Re: Subject: Re: 32'nd bit & UTF-8

From: Hans Aberg (
Date: Thu Jan 20 2005 - 14:47:01 CST

  • Next message: Hans Aberg: "Re: 32'nd bit & UTF-8"

    On 2005/01/20 16:30, Peter Kirk at wrote:

    >Unicode refers
    > only to "a stream of coded characters (such as a file)" and "UTF-8
    > encoded text".

    There is at least an informat notion of a plain text file. And that is UTF-8
    without a BOM, I feel sure.

    >> It appears that Unicode takes old concepts, alter the definitions of them,
    >> but retains the old name. This is going to create mess. When introducing new
    >> concepts, Unicode should choose new names.

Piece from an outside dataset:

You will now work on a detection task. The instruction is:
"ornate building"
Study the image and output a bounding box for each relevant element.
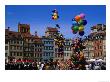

    > This is not a new concept. If a file consisting of characters without
    > markup etc can be referred to as a "plain text file", and these
    > characters are Unicode characters, it is not a new concept to refer to a
    > "Unicode plain text file", but a sensible extension of existing terminology.

    Yes, but then one cannot have a BOM included in that concept.

    >> This would just be one of the problems. The WWW-page quoted other problems.

    > Most of which are fixed by my approach. But, as Lars has pointed out,
    > the issue is a bit more complex than I realised at first because it
    > requires text mode to be specified.

    It looks like requiring BOMäs will cause a lot of problems on the UNIX
    platform. It would be OK to define a Unicode text file wreuiring a BOM. It
    would then not be required in plain text files or UTF-8 processes.

    >>> We are not talking about any inhouse file format. We are talking about a
    >>> standard file format specified in the Unicode standard.

    >> The motivation for introducing it into Unicode was that a single MS text
    >> processor used this in order to identify file contents, ...

    > It would seem to me extremely surprising that Microsoft products were
    > using this file format before it was standardised by Unicode. Is this in
    > fact true? Do you have any evidence for it?

    I do not know more than what other posters mentioned at the beginning of
    this thread. MS uses a little endian approach, therefore BOM's were
    important to them in the context of UTF-16 or early 16 bit Unicode. Then the
    idea was carried over to UTF-8, that seems to be at least a logical seuqnce
    of events.

    >> ... something not used
    >> on other platforms. So whereas this is clearly a part of the Unicode
    >> standard, it is a de facto MS inhouse file format until others start to use
    >> it.

    > Is it in fact true that this format is not used on any other platforms?
    > That would also greatly surprise me!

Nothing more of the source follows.